定義を考え直す 「開口」、「杼打ち」、「筬打ち」

 この織物の定義を織物の3つの基本要素である「開口」、「杼打ち」、「筬打ち」から考え直してみます。

  • 「開口」:緯糸に対して、経糸が上か下かのパターンを作る動作。(このパターンの変化を「組織」とみる)
  • 「杼打ち」:緯糸を通す動作。(原則は、端から端であるが、意匠のために部分的だけ緯糸を通すこともある)
  • 「筬打ち」:緯糸を押し付ける動作。

 このように上述の定義は3つの基本要素とも馴染みが良いことがわかります。

*広義の織物は、緯糸の方向を経糸に直交以外も含みます。
 具体的には、経糸に対して、左60度、右60度の2本の緯糸で構成される織物(3軸織物)が存在します。(3軸は、経糸1方向、緯糸2方向)
 また、経糸に対して左60度、右60度、右90℃の3本の緯糸で構成される織物(4軸織物)が存在します。(4軸は、経糸1方向、緯糸3方向)

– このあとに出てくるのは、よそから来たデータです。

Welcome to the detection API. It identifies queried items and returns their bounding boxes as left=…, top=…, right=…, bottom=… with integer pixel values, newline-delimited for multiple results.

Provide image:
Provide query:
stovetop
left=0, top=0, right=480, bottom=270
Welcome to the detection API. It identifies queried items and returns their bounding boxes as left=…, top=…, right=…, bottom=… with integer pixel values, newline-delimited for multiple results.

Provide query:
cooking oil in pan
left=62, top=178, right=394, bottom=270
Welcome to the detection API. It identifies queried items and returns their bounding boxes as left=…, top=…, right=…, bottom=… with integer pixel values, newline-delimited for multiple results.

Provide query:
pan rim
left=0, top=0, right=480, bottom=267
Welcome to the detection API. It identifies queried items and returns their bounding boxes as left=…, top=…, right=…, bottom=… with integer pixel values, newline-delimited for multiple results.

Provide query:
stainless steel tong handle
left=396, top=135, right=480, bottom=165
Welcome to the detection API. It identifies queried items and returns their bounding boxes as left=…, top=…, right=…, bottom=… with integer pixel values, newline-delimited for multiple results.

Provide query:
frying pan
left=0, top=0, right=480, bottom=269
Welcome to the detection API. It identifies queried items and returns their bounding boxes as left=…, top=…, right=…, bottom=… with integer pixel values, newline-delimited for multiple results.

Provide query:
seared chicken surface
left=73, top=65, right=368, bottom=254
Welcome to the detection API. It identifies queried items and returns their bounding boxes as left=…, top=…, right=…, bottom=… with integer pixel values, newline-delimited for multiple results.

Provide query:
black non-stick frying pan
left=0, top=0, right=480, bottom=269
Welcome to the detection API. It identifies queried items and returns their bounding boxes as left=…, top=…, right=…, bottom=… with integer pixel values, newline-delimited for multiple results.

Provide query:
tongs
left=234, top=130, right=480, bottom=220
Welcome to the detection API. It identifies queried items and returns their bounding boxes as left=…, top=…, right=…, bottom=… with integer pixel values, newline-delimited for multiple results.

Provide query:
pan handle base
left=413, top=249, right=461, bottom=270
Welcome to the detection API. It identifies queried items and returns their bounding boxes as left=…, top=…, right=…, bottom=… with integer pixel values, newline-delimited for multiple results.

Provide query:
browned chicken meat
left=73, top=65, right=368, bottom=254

*また、タオルなどのパイル織りは地糸が交差し、平面を作り、その平面にパイル部分が接続したものとして考えることができます。

織物の定義にふさわしい

 一方、上述の定義の場合、「平組み物」の様な組み物の一部をも含んでしまうことになります。しかし、長さ方向と垂直方向に糸が交差していませんが、糸が交差して平面を作っているので、これも織物と考えてもよいと思います。
 さらに、「編み物でない」(=「ループを作らない」、「ニットしない」)という意味では、これこそが、織物の定義にふさわしいと思います。